Not funny? Or not fun?

Shamus Young at Twenty Sided Tale does a webcomic called Stolen Pixels on “The Escapist”.  The webcomic series is really funny and you should all read it.   But he almost had a fairly disastrous situation when this happened to him (fortunately, he was able to turn it around into something funny):

Basically, he wanted to use Garry’s mod to do his comic, and he’s insanely busy and so on a very tight deadline.  The software is on Steam, so he was on-line, went on in on-line mod, and then it seems that the software decided that it wanted to update.  But, somehow, the system was too busy to allow that, so he decided to say “Screw it!” and work off-line.  Except that once the system decided that it was out-of-date, it flagged itself as such and the Steam software says “You can’t use Steam off-line if you aren’t up to date!”  So, he couldn’t get the update — to allow it to work on-line — because of traffic on the Steam servers, but then couldn’t back out of it and work without the update because Steam decided that you shouldn’t do that.

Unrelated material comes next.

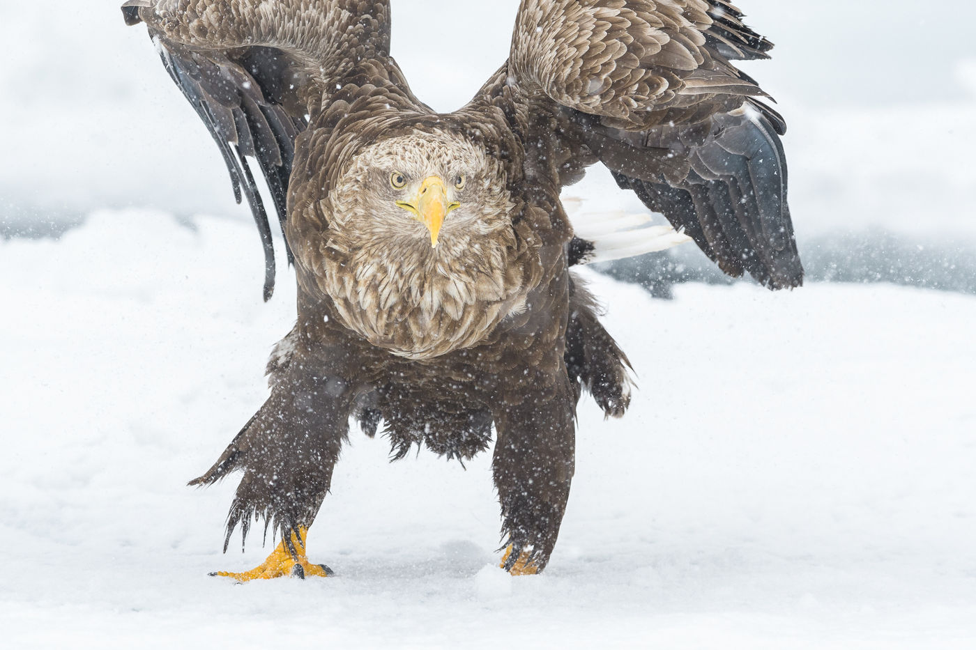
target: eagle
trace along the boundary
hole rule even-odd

My big question is: Why?  Why in the world did anyone think that doing that was a good idea?  Heck, why did anyone think that forcing you to update is a good idea?

Now, for Shamus this could have been a big problem, since this is essentially a paying gig for him.  But I’m going to be more shallow and relate it to the average, run-of-the-mill person who simply would like to play some games at some point: me.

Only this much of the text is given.